Provide easy-to-see data status (audited or unaudited) as part of your design best practices for dashboards. Define table and field naming conventions that make your data warehouse more accessible. Clearly define responsibility for using unaudited sources. File names and field labels should be in understandable language. Use descriptions that new employees can understand.
Devise policies that are conscious of the need for accuracy but also have an awareness of urgent user needs, the limited time-value of some data, and the urgency of needs. Allow for the following categories of output:
Reporting provides information releases, in standardized formats, on a predictable cadence (daily, weekly, monthly, quarterly or annually). The two general types of reporting are mission-critical and ad hoc.
- Mission-critical reports are consumed by many people in your organization. Or they are consumed by people outside of your organization. Mission-critical reports must be vetted and audited or required by law.
- Ad hoc reports are used for limited durations by fewer people. These reports focus on a specific issue or opportunity with time-sensitive value for a few users. However, for those few, it may be critical information that may facilitate better decisions.
People using unaudited, ad hoc reports should understand the potential pitfalls they might contain.
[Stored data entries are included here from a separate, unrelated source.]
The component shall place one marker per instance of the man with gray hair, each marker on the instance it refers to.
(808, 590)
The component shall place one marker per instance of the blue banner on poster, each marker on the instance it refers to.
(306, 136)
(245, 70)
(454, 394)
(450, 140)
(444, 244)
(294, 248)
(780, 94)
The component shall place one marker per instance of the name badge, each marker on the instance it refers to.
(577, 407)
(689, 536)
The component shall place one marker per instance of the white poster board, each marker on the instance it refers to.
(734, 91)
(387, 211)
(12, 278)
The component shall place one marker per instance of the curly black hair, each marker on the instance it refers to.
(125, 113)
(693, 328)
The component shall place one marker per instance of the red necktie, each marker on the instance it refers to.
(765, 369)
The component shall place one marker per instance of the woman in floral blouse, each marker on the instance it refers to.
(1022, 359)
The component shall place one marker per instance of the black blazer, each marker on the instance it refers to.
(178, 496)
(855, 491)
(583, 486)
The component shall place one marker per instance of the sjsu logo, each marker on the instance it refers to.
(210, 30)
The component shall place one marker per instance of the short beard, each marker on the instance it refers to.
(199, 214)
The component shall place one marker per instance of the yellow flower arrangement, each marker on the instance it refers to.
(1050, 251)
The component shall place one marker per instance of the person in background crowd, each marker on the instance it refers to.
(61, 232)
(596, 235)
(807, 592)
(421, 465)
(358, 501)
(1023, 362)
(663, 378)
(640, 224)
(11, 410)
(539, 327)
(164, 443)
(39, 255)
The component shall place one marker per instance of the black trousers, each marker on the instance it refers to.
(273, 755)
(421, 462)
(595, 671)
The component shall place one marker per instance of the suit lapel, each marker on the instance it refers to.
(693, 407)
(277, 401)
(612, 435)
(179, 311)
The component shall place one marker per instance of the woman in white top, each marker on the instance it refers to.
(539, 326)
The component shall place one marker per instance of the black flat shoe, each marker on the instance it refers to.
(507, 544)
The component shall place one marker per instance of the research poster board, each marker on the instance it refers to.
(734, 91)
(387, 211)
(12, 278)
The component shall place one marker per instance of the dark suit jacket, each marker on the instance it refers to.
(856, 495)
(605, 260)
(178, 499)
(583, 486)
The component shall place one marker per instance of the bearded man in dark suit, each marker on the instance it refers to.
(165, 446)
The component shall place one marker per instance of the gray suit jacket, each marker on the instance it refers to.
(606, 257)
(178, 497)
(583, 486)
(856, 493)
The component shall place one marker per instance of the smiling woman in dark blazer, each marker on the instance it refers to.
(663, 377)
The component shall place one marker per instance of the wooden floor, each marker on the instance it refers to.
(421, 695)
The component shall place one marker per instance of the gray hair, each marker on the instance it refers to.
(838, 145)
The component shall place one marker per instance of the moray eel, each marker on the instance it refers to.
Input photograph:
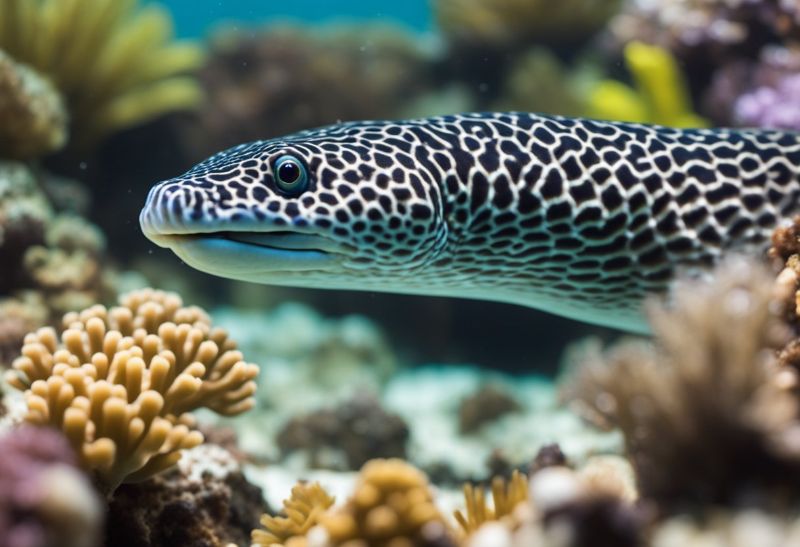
(577, 217)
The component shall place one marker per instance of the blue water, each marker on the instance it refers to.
(194, 18)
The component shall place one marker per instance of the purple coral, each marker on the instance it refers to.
(44, 499)
(765, 93)
(774, 107)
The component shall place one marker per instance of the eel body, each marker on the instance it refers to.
(577, 217)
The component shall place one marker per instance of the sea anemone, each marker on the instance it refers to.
(113, 62)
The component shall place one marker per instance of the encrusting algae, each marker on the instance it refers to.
(120, 382)
(112, 61)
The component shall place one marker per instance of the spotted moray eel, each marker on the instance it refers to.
(577, 217)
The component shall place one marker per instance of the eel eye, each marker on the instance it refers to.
(290, 175)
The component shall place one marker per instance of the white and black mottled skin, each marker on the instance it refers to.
(577, 217)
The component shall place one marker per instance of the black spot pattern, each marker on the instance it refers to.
(579, 217)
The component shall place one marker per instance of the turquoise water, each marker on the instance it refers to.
(193, 18)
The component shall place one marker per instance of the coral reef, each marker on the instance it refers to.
(506, 495)
(690, 449)
(539, 82)
(504, 24)
(45, 500)
(742, 529)
(120, 382)
(660, 94)
(347, 436)
(283, 79)
(34, 119)
(392, 505)
(204, 501)
(113, 61)
(302, 509)
(709, 28)
(487, 404)
(758, 93)
(58, 257)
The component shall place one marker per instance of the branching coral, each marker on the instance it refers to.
(392, 505)
(706, 414)
(45, 501)
(119, 382)
(505, 497)
(113, 62)
(54, 261)
(506, 23)
(707, 26)
(34, 119)
(660, 95)
(302, 509)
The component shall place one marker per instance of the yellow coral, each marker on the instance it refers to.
(392, 506)
(303, 509)
(33, 119)
(506, 495)
(120, 382)
(113, 61)
(660, 95)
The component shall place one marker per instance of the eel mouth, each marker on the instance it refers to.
(237, 253)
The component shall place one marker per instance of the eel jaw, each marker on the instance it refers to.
(254, 256)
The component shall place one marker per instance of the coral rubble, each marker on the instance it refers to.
(113, 61)
(58, 259)
(346, 436)
(487, 404)
(204, 501)
(33, 115)
(120, 382)
(45, 500)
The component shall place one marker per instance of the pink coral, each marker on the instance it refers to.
(44, 499)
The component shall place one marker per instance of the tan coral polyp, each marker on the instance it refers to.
(121, 383)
Timeliness takes precedence over airtight accuracy. The responsibility for appropriate use falls on the information consumer.
Everyone understands that mission-critical reports must be audited and approved before releasing them for distribution, but set time limit targets for this process. Measure actual performance, and share the results objectively with everyone using the reports. If there are consistent lags, deal with the causes and communicate what is being done to remedy delays.
Interactive dashboard reports should contain more detailed data views than those exposed initially. Dashboard interactions must allow end users to filter, select, highlight outliers and explain potential causes. This interaction is the primary value provided by dashboard software.
The analysis begins when a user looks at the dashboard (report) and seeks to understand trends and outliers. Why is the number bigger or smaller than expected? Why did this happen? The information consumer must be able to interrogate the data without writing code. This way, interactive dashboards enable more profound insight into why, how, who, what and when.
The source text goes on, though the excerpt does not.